Vetch may have given them more than its fair share of grief, but it’s not the only legume crop Nickolls Partners has grown. Jeff also introduced field peas in the 1990s and lentils in about 1998. Wade recalls they dropped lentils after three years because the varieties were not suited to the area.

After converting the entire farm to no-till by 2002, they returned to lentils in 2005. By then varieties had improved and the family was running a semi-controlled-traffic program, except in their hay paddocks.

Wade NickollsWade Nickolls with chickpea seed at his Pinnaroo property. Photo: Danielle Nickolls

Wade says they do not have a standard rotation, preferring to remain flexible and base crop choice on soil nutrient levels – they test regularly for nitrogen, phosphorus and sulfur – and the spectrum of problem weeds in an individual paddock.

“We’re harvesting a lot more grain from the cereals,” he says. “So, we need to be putting nitrogen back in. As lentils and some of the other legumes have become more profitable for us, we’ve had to tighten up our rotations, as in having more legumes in the program, so there’s definitely no set rotation. Growing wheat on wheat on wheat would be very simple really, but it’s just not achievable.”

Wade says they still apply significant volumes of fertiliser in the cereal phase, especially when it follows lentils, which have shown themselves efficient at producing enough nitrogen for their own use but do not leave a lot behind for the next year.

There was a massive swing towards lentils as the region’s growers rushed to take advantage of high prices and new varieties that were more suited to lower-rainfall zones. But fluctuating prices and a downward price trend in the past two years have taken some of the heat out of the market.

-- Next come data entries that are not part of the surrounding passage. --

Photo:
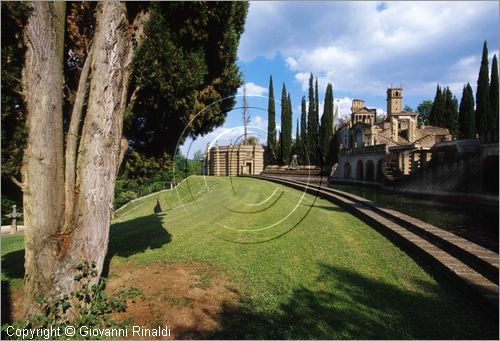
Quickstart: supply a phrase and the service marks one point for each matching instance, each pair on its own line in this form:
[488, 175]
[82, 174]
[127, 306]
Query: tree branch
[18, 183]
[73, 138]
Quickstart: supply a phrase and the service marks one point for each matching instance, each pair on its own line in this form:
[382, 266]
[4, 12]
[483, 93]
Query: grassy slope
[320, 273]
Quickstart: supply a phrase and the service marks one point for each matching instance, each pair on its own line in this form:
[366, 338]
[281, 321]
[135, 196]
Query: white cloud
[253, 89]
[363, 47]
[259, 122]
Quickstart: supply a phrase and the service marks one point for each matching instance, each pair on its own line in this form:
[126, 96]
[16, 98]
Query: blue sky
[361, 48]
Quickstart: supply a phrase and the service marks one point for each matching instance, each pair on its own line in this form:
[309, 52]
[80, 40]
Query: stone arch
[347, 170]
[489, 174]
[379, 174]
[359, 170]
[370, 170]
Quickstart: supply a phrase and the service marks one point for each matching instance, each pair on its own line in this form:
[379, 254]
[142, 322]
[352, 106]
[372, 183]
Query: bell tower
[394, 100]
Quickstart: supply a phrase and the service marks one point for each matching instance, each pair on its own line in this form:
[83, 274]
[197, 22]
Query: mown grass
[304, 268]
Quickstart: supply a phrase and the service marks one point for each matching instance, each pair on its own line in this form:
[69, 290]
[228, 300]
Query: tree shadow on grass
[6, 303]
[351, 306]
[125, 239]
[135, 236]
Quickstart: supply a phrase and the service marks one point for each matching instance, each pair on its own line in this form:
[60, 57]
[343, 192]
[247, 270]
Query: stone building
[396, 146]
[233, 160]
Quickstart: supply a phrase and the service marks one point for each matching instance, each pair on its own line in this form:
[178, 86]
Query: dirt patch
[185, 297]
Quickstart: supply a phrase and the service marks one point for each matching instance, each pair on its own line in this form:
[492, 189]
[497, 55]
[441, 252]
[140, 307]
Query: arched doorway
[359, 170]
[370, 171]
[379, 176]
[489, 174]
[347, 170]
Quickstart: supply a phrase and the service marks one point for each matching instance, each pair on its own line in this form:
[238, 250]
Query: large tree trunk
[86, 237]
[68, 213]
[43, 162]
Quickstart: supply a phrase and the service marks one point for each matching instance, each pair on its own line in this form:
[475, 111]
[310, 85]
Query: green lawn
[304, 267]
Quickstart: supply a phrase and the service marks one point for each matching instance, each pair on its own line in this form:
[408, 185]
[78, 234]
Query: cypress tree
[433, 116]
[297, 138]
[271, 125]
[326, 129]
[286, 126]
[467, 124]
[312, 125]
[494, 97]
[316, 101]
[303, 133]
[450, 117]
[482, 95]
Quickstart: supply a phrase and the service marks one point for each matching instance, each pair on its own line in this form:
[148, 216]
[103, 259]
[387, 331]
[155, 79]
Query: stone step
[433, 254]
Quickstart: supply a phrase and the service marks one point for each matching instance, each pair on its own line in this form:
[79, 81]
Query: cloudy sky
[361, 48]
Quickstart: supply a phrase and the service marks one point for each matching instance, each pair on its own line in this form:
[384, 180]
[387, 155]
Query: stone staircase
[470, 266]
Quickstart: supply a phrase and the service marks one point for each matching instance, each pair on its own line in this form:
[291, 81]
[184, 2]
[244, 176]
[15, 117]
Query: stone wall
[234, 160]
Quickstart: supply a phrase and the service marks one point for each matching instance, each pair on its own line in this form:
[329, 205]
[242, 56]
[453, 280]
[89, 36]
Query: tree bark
[43, 161]
[68, 206]
[99, 149]
[72, 140]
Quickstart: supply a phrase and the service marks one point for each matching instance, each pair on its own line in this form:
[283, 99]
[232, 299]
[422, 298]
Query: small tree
[483, 96]
[286, 126]
[303, 132]
[467, 129]
[326, 129]
[494, 97]
[271, 125]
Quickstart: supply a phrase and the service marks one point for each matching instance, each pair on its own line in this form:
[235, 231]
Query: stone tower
[394, 100]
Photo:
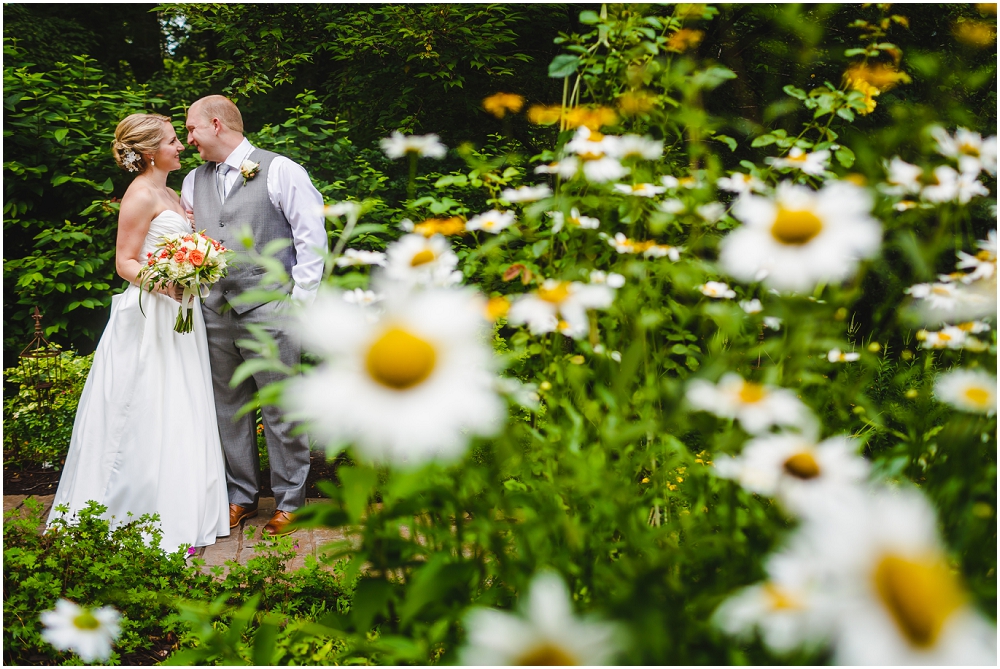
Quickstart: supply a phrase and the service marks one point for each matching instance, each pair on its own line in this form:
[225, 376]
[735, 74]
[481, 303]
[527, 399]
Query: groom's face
[203, 135]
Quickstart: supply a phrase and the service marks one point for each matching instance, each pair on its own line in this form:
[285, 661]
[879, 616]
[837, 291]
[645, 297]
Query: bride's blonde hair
[135, 136]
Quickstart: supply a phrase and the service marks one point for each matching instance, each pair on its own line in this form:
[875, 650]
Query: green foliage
[36, 433]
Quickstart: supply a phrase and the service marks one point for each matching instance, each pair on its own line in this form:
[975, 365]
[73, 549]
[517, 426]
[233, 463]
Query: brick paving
[237, 546]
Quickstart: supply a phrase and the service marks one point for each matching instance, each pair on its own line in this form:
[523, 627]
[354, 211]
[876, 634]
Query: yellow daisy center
[422, 258]
[751, 392]
[795, 227]
[546, 655]
[86, 621]
[779, 599]
[920, 596]
[802, 465]
[977, 396]
[555, 294]
[400, 360]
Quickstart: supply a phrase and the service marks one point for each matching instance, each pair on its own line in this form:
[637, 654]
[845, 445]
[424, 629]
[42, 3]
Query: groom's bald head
[218, 107]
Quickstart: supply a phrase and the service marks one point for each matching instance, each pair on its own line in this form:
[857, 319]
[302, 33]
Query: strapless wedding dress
[145, 439]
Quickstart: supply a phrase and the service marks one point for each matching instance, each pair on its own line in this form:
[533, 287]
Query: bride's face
[168, 156]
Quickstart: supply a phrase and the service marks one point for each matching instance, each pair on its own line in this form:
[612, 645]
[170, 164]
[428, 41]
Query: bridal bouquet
[193, 261]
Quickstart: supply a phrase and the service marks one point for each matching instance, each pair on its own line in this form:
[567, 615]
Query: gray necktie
[223, 170]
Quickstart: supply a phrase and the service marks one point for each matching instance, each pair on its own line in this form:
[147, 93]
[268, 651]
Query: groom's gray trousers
[248, 205]
[288, 453]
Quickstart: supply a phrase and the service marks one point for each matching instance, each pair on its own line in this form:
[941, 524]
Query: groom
[278, 201]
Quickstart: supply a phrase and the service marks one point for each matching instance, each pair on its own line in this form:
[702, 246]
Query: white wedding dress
[145, 439]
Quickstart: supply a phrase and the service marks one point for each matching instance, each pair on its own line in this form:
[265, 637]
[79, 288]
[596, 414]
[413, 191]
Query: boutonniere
[249, 170]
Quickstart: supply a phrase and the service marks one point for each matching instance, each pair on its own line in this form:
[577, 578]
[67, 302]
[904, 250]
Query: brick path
[236, 546]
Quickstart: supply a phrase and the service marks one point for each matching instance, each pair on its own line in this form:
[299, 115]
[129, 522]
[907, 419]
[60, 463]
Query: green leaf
[357, 484]
[844, 156]
[563, 65]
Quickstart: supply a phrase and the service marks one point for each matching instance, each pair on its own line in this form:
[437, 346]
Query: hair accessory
[130, 160]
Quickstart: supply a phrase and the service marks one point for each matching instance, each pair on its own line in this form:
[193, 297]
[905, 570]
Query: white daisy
[968, 390]
[492, 221]
[787, 610]
[526, 193]
[545, 632]
[399, 145]
[795, 469]
[88, 633]
[712, 212]
[603, 170]
[973, 153]
[354, 258]
[801, 237]
[560, 306]
[409, 386]
[717, 290]
[417, 259]
[814, 163]
[772, 322]
[952, 186]
[902, 177]
[756, 406]
[836, 355]
[565, 168]
[672, 206]
[895, 599]
[363, 297]
[640, 190]
[740, 183]
[610, 278]
[637, 146]
[575, 220]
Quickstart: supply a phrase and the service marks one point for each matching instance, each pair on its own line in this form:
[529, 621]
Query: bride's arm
[134, 215]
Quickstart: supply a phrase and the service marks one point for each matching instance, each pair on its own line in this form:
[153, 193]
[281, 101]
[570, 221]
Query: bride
[145, 439]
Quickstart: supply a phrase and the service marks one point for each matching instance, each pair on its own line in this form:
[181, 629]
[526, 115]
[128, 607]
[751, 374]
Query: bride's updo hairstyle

“Less than half the lentils are grown here compared to five years ago because of the price,” Wade says. “I think most people are getting a bit of a steady rotation. There’s still a portion of field peas and beans and there’s still lupins on the sandy country, which is pretty important to a lot of people.”

Discussion group helps

Wade says being a member of the Pinnaroo Pulse Check discussion group, established in 2017 as part of the Southern Pulse Extension project, has been “really thought-provoking”. Regardless of whether growers were growing their first or 20th legume crop, he says the exchange of ideas is healthy and helpful.

“Everyone’s using different agronomists, so you’re not all doing the exact same and you can pick and choose a bit and challenge your own agronomist,” he says.

“The other thing is, we don’t just talk about lentils, we’re talking about beans, chickpeas and other things we’ve tried and gone away from and whether we should go back to them. The plant breeders need a pat on the back, because the varieties are getting better, they’re listening and they’re getting things through quicker that are going to help us.”

Wade says he and Chad have previously tried growing chickpeas but found them more susceptible to disease and less reliable for yield than lentils. They grow lupins most years and know they can grow a “beautiful stand of faba beans”, which can handle frost but not hot wind at flowering.

To be honest, if we could grow a bean, it would be really good because I’d love to swap it up between beans and lentils,” he says. “And if we can have a profitable bean that we could harvest a decent crop off each year? That’s on the wish list.”